I just got back from a week long business trip, so naturally the first thing I wanted to do was pin my twelve year old son Gabriel to the ground and tickle him until he either peed his pants or got really, really angry.

He opted for “really angry,” and punched me in the arm.

“Oh.  God.  Gabriel, that’s gonna leave a bruise!”

I held out the arm which he had barely tapped.

“Dad – really?  You’re being a baby.”

“I can’t believe you just punched your father?!”

“That wasn’t even a real punch!”

“Then what was it?”

He sat up straight – daring to uncoil from the defensive fetal posture he had assumed – and patiently explained to me what had just happened.

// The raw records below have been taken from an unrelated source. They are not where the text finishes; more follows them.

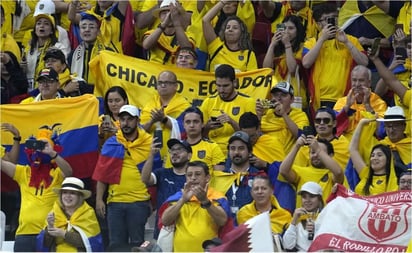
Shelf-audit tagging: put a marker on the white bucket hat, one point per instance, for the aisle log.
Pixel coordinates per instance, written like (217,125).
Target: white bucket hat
(73,184)
(312,188)
(44,7)
(394,113)
(164,6)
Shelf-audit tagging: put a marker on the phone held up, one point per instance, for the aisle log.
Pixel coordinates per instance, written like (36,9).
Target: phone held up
(35,144)
(280,27)
(331,21)
(308,130)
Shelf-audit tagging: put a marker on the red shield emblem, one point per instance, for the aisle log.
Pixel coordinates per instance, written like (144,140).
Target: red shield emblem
(384,222)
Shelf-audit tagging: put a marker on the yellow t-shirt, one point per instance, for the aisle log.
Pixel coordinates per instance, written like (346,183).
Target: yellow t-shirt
(341,152)
(212,106)
(35,203)
(194,224)
(279,218)
(330,75)
(276,126)
(174,109)
(165,50)
(322,176)
(379,184)
(206,151)
(240,60)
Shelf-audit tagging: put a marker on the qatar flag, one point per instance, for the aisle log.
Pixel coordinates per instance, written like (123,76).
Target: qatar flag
(253,236)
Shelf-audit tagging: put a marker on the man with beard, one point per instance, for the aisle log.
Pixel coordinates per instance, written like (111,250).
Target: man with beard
(360,103)
(235,181)
(325,125)
(222,111)
(45,170)
(168,181)
(165,109)
(281,120)
(203,149)
(118,171)
(323,169)
(198,211)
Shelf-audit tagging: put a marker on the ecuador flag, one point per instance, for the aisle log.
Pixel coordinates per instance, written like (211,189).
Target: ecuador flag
(78,117)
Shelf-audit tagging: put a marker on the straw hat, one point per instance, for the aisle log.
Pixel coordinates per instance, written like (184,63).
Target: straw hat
(164,6)
(73,184)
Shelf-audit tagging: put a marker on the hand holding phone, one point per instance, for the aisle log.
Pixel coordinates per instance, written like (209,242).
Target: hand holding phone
(308,130)
(400,53)
(35,144)
(280,27)
(215,122)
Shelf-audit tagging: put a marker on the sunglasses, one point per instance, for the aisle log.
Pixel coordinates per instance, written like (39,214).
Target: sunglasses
(323,120)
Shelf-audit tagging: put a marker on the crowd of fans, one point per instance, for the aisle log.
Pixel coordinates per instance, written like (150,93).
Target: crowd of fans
(338,112)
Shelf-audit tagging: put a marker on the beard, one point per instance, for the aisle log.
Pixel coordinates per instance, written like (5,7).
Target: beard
(179,164)
(238,160)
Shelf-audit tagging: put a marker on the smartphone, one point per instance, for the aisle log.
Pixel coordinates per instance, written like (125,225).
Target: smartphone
(214,119)
(35,144)
(280,27)
(375,46)
(308,130)
(331,21)
(159,135)
(398,26)
(106,119)
(400,53)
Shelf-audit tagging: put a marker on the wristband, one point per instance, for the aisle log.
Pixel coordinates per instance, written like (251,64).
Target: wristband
(54,157)
(161,27)
(207,205)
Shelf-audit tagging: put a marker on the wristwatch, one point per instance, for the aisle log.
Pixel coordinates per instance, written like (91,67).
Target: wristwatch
(206,205)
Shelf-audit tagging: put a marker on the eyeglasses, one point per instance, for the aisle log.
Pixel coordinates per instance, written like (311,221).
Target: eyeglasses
(405,182)
(325,19)
(186,57)
(323,120)
(44,82)
(178,150)
(165,83)
(394,126)
(91,27)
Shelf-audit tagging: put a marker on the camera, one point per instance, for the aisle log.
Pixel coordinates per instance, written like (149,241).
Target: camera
(308,130)
(267,104)
(214,119)
(280,27)
(331,21)
(400,53)
(35,144)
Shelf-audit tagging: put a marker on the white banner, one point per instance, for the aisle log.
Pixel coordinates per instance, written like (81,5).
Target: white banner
(349,222)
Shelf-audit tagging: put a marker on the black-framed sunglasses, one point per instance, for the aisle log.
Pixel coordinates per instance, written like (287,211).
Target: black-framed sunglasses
(323,120)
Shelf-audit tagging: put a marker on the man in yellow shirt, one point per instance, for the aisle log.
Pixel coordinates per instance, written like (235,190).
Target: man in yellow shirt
(323,169)
(360,103)
(118,172)
(221,112)
(197,211)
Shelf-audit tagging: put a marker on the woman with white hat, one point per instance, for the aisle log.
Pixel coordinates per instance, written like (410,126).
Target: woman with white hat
(72,224)
(299,234)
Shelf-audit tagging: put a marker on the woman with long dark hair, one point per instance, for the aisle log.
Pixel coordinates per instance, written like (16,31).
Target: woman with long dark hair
(377,176)
(114,99)
(284,54)
(233,43)
(43,37)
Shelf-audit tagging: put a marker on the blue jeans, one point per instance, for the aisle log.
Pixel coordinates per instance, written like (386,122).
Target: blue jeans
(126,223)
(25,243)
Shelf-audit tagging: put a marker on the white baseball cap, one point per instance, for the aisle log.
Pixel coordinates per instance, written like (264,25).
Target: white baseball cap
(130,109)
(312,188)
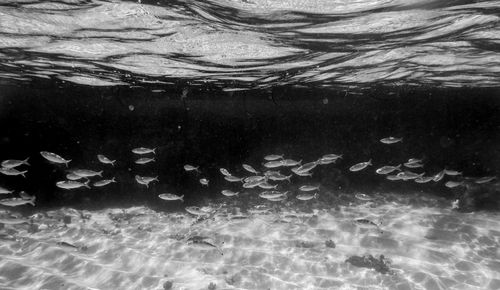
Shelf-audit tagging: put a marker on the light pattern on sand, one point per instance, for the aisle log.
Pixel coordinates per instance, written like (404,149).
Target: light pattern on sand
(431,247)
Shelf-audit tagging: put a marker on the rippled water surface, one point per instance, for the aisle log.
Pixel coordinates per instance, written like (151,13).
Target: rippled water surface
(428,246)
(252,43)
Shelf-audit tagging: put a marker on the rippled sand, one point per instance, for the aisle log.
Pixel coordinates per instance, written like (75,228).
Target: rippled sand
(430,246)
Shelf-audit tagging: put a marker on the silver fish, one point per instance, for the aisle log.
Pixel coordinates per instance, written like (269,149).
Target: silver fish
(393,177)
(485,179)
(105,160)
(363,197)
(11,163)
(86,173)
(332,156)
(5,190)
(144,160)
(387,169)
(305,168)
(452,172)
(188,168)
(104,182)
(272,194)
(265,185)
(171,196)
(360,166)
(204,181)
(413,165)
(15,201)
(308,188)
(438,176)
(229,193)
(391,140)
(273,157)
(13,172)
(143,150)
(307,196)
(453,184)
(231,178)
(407,175)
(145,180)
(71,184)
(224,172)
(196,211)
(249,169)
(424,179)
(273,164)
(54,158)
(291,162)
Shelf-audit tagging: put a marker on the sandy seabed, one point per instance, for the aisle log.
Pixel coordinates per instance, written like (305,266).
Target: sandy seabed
(429,246)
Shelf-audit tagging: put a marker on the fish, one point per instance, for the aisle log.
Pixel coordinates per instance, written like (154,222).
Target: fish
(453,184)
(231,178)
(387,169)
(229,193)
(451,172)
(224,172)
(360,166)
(367,224)
(305,173)
(171,196)
(280,177)
(325,161)
(72,176)
(143,150)
(188,168)
(194,210)
(254,178)
(11,163)
(273,157)
(249,169)
(86,173)
(291,162)
(485,179)
(265,185)
(54,158)
(14,221)
(71,184)
(438,176)
(272,194)
(15,201)
(393,177)
(307,196)
(252,184)
(104,182)
(305,168)
(413,164)
(332,156)
(424,179)
(144,160)
(308,188)
(407,175)
(273,164)
(203,242)
(363,197)
(5,191)
(391,140)
(13,172)
(145,180)
(105,160)
(204,181)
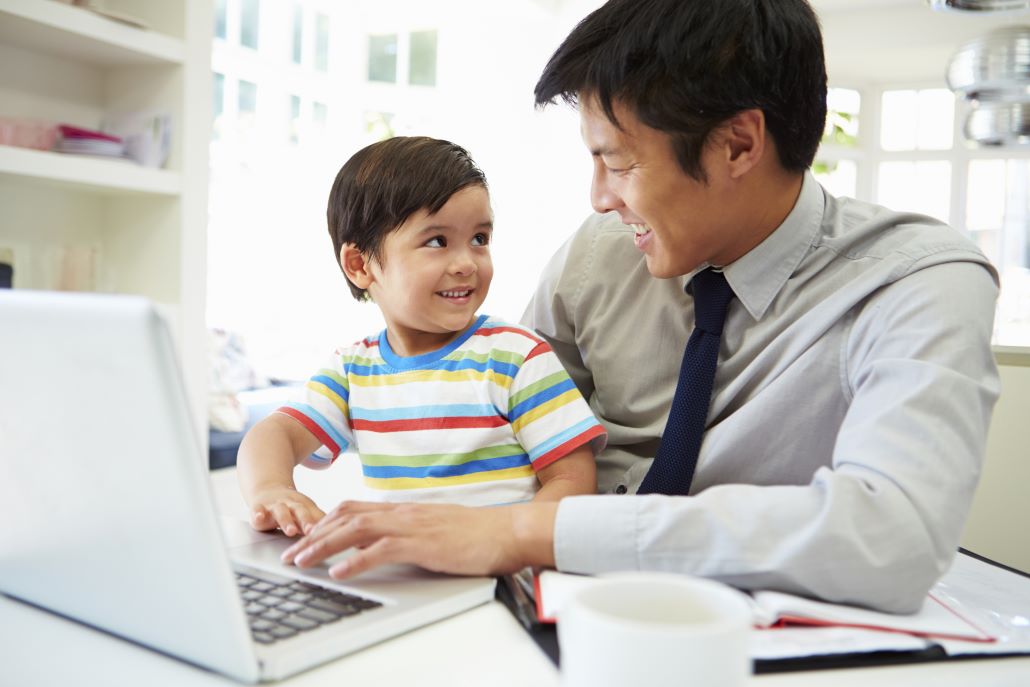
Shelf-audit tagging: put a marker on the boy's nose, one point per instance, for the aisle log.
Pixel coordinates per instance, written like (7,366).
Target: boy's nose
(462,264)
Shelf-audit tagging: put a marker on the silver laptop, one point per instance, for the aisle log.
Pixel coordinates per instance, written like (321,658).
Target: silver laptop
(110,518)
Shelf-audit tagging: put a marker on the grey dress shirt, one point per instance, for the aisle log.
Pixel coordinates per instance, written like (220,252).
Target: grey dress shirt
(849,413)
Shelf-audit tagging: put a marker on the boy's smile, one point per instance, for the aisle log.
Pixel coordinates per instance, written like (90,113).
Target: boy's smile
(435,273)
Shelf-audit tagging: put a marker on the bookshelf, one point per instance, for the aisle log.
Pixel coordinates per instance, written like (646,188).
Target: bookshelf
(142,230)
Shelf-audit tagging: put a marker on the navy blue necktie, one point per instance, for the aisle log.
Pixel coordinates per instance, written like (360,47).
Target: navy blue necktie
(673,469)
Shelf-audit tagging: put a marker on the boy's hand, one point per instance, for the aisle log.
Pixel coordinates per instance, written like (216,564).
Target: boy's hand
(286,509)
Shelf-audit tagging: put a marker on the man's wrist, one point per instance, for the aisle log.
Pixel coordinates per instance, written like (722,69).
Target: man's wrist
(533,526)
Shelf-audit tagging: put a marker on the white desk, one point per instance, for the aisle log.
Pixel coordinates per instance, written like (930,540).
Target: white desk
(484,646)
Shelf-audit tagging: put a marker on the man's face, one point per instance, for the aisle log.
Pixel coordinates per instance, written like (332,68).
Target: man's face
(680,221)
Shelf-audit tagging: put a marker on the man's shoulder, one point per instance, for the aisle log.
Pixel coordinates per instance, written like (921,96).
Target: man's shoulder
(500,336)
(857,230)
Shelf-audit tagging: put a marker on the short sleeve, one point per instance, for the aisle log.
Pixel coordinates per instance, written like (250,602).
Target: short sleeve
(547,412)
(322,408)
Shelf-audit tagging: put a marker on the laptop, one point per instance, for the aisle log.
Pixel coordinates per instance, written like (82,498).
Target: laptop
(116,525)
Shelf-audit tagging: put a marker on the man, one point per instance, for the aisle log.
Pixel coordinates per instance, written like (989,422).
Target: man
(855,381)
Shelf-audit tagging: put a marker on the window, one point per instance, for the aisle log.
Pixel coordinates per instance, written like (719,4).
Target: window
(295,118)
(917,186)
(319,115)
(918,119)
(217,103)
(998,219)
(220,8)
(247,98)
(422,59)
(298,34)
(382,58)
(248,23)
(321,42)
(833,168)
(917,163)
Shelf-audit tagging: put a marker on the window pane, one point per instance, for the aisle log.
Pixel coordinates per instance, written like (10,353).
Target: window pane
(382,58)
(298,34)
(900,118)
(248,23)
(218,97)
(248,98)
(918,119)
(916,186)
(379,126)
(321,42)
(936,118)
(1013,317)
(422,66)
(295,118)
(319,113)
(219,19)
(842,116)
(840,178)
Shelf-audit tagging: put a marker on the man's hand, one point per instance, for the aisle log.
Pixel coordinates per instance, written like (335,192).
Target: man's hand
(445,539)
(286,509)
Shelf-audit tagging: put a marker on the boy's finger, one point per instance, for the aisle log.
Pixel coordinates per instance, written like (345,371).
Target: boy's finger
(284,518)
(261,519)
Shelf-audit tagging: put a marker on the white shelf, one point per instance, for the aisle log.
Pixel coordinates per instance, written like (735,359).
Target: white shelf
(89,173)
(76,33)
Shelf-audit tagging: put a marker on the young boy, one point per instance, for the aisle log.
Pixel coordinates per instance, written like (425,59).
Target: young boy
(445,405)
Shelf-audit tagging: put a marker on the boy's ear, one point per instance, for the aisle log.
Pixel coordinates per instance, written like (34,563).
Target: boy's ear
(355,266)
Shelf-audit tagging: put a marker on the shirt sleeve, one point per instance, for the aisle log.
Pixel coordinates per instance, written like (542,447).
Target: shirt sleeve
(880,524)
(549,314)
(547,412)
(322,408)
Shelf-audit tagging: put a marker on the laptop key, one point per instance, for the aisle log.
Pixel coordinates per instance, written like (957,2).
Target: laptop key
(334,607)
(271,614)
(282,632)
(253,609)
(298,622)
(318,616)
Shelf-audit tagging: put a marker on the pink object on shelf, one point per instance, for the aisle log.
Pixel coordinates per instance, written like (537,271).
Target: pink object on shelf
(68,131)
(28,133)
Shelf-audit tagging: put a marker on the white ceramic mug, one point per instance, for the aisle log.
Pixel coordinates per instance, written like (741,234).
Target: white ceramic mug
(655,629)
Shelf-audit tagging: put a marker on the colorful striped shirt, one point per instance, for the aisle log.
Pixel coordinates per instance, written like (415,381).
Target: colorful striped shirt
(471,422)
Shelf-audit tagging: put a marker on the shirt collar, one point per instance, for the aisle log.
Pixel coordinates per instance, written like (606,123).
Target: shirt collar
(758,275)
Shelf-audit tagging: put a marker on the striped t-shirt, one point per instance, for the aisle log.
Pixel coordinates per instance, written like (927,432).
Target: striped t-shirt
(468,423)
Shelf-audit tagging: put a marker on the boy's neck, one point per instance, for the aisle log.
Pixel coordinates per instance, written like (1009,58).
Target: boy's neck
(409,343)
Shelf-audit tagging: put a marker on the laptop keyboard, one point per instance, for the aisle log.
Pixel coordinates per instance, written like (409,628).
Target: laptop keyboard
(279,608)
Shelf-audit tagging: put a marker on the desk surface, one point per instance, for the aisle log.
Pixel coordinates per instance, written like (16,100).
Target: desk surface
(484,646)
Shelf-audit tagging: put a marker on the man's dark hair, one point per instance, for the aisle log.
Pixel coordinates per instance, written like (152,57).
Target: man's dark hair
(384,183)
(686,66)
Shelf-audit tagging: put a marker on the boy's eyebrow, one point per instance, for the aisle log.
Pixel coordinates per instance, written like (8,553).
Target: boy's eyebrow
(444,228)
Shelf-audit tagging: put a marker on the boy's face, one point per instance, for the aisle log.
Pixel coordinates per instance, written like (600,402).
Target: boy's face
(680,222)
(435,272)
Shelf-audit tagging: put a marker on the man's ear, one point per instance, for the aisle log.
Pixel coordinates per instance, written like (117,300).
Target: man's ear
(356,266)
(744,141)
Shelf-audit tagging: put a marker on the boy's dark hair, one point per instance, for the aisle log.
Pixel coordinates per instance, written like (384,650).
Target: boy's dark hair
(384,183)
(686,66)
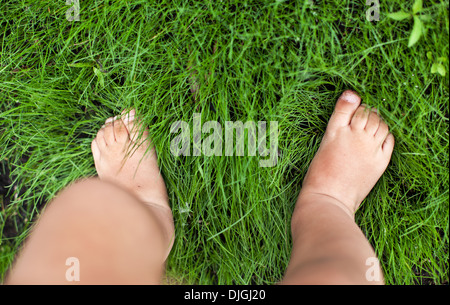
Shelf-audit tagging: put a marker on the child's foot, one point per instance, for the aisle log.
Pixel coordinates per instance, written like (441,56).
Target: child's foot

“So when your arm approached my body, my receptor cells picked up that that was a threat, so they delivered what they felt to the sensory nerves and the sensory nerves made a transition to the motor neurons and told the brain that there was a threat nearby so the motor neurons and the spinal cord deliver electrical impulses that go to the brain and the brain – the interneurons in the brain –

- tell the forlobe of the brain what’s going on and they send the impulse back down the spinal cord and out to the limb that’s closest to the threat and it tells them to move as a quick reaction to what happens.  It’s a reflex.”

“That reflex is going to leave a bruise.”

“Dad, I went like that,” Gabriel gestured, barely flicking his fist.  “I’m sorry, dad.”

So – all you science brainiacs out there – is Gabriel’s 7th grade science teacher doing a good job?

Did my son correctly describe what he just did to his father?